Pessy will be joined by her father, Mendy Zeiger. He reports that he rides for his health, usually training in Harriman State Park. He then shares how he and his family have personally benefitted from the organization.

“Chai Lifeline is a wonderful organization. I knew about it before and have been riding in their rides since 2012. This year is my seventh or eighth ride. Every year, when they put a child (who had benefited from Chai Lifeline’s kindness) on the dais at the pre-ride pasta loading, it was a tear-jerker. They were real children undergoing suffering. Now, it has a whole different meaning.”

To date, Pessy has raised $5,000 from 66 donors. (Her story can be read here.)

Mendy Zeiger can’t imagine what it would have been like going through his daughter’s cancer treatment without Chai Lifeline. “The hospital stay would have been miserable [otherwise]. They refer you to the top doctors. They have knowledge of what it takes to have a child in the hospital. They offer food, volunteers, guidance, help with insurance, and they understand the amount of work it takes and the logistics required for parents. There are so many pieces … .”

He notes playfully that Pessy is a “much faster” cyclist, and they won’t be riding together so he “won’t hold her back.”

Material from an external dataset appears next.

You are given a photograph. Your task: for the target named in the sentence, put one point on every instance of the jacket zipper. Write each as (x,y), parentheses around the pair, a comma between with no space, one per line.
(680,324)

‘To exercise and to raise tzedakah’

Rider Avi Lazarus of Spring Valley, N.Y., retired last year from a career in the retails sales industry. He was quick to mention that he is not the oldest rider, as had been circulated. “I’m not the oldest guy, though I have been in the past,” he reports.

Lazarus says “I ride for a dual purpose—to exercise and to raise tzedakah for a wonderful organization. How can you turn them down?”

Rider Avi Lazarus of Spring Valley, N.Y. Photo by Lenny Groysman.

He rides with his two sons. “They make sure their old man is OK. They give me the incentive to go on—they fill my bottles for me!” In addition to enjoying being with them, he adds, “I have made a lot of friends” along the way.

Bike4Chai kicks off with an opening ceremony on July 28. The 100-mile route will begin in the early hours of July 29 with participants stopping mid-ride for at Camp Simcha (Chai Lifeline’s overnight summer-camp program for children and teens with life-threatening and lifelong illnesses), where they will receive physical and spiritual rejuvenation.

Tour de Simcha kicks off on the morning of Aug. 5 at Camp Simcha with what organizers refer to as “The World’s Greatest Start Line.” The 38- and 65-mile routes also end at Camp Simcha at “The World’s Greatest Finish Line.”

Pessy Zeiger with her father, Mendy Zeiger, at the George Washington Bridge. Photo by Lenny-Groysman.

The races raise millions of dollars each year for Chai Lifeline.

According to Yoel Margolese, director of Bike4Chai, this year’s race “will feature a record number of participants all with one common goal—to be there for children and families. The dedication and commitment of our riders is inspiring and shows our families that they are not alone.”

Rabbi Simcha Scholar, CEO of Chai Lifeline, adds that “riders and their supporters play a critical role in raising funds and awareness for Chai Lifeline’s important work. Every dollar raised enables us to provide year-round support and services to thousands of families confronting illness, crisis and loss, all at no cost to them.”

While all riders and donors come out in support of this important cause, some riders and teams go out of their way to maintain a lighter, more playful spirit. The Knight Riders, comprised of 14 participants, have already raised an impressive $91,248 from 545 donors. The legendary team proudly comes in last every year and includes a four-time cancer survivor amputee who rides a hand bike, a teenager with cerebral palsy, an Ironman competitor who serves as the team motivator, an artist and an army chaplain.